The herokuapp.com routing stack allows many concurrent connections to web dynos. For production apps, you should always choose an embedded webserver that allows multiple concurrent connections to maximize the responsiveness of your app. You can also take advantage of concurrent connections for long-polling requests.
Almost all modern web frameworks and embeddable webservers support multiple concurrent connections. Examples of webservers that allow concurrent request processing in the dyno include Unicorn (Ruby), Goliath (Ruby), Puma (JRuby), Gunicorn (Python), and Jetty (Java).
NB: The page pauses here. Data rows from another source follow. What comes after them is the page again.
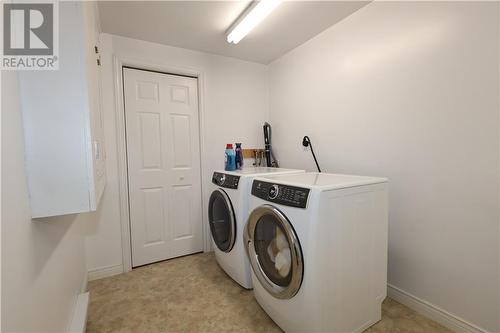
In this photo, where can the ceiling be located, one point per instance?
(202, 25)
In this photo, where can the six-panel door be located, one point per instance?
(162, 132)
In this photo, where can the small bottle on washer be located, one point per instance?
(230, 163)
(239, 157)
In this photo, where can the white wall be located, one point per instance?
(235, 107)
(409, 91)
(43, 261)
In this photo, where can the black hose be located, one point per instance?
(306, 142)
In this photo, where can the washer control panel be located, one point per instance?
(281, 194)
(225, 180)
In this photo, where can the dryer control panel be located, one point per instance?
(225, 180)
(281, 194)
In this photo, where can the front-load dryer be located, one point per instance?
(227, 215)
(317, 244)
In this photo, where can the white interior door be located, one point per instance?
(163, 152)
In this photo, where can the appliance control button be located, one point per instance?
(273, 192)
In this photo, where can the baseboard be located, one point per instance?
(432, 311)
(85, 282)
(79, 320)
(102, 272)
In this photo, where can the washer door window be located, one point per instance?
(222, 220)
(274, 251)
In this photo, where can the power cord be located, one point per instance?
(306, 142)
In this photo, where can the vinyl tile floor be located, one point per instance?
(193, 294)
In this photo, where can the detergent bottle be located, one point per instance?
(230, 163)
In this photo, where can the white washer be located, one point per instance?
(317, 245)
(227, 215)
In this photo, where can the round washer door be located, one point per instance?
(274, 251)
(222, 220)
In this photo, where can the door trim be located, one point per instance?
(118, 63)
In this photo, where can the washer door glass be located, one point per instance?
(274, 251)
(222, 220)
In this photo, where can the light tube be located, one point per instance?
(251, 19)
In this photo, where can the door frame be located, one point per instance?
(118, 63)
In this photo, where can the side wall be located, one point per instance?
(409, 91)
(43, 260)
(235, 107)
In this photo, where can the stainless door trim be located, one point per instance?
(295, 252)
(232, 235)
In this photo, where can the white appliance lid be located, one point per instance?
(259, 171)
(323, 181)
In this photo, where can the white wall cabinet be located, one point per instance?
(62, 120)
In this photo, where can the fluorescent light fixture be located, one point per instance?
(254, 16)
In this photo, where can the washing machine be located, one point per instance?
(317, 245)
(227, 214)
Request queueing efficiency
Request timeouts can also be caused by queueing of TCP connections inside the dyno. Some languages and frameworks process only one connection at a time, but it’s possible for the routers to send more than one request to a dyno concurrently. In this case, requests will queue behind the one being processed by the app, causing those subsequent requests to take longer than they would on their own. You can get some visibility into request queue times with the New Relic addon. This problem can be ameliorated by the following techniques, in order of typical effectiveness:
- Run more processes per dyno, with correspondingly fewer dynos. If you’re using a framework that can handle only one request at a time (for example, Ruby on Rails), try a tool like Unicorn with more worker processes. This keeps your app’s total concurrency the same, but dramatically improves request queueing efficiency by sharing each dyno queue among more processes.
- Make slow requests faster by optimizing app code. To do this effectively, focus on the 99th percentile and maximum service time for your app. This decreases the amount of time requests will spend waiting behind other, slower requests.
- Run more dynos, thus increasing total concurrency. This slightly decreases the probability that any given request will get stuck behind another one.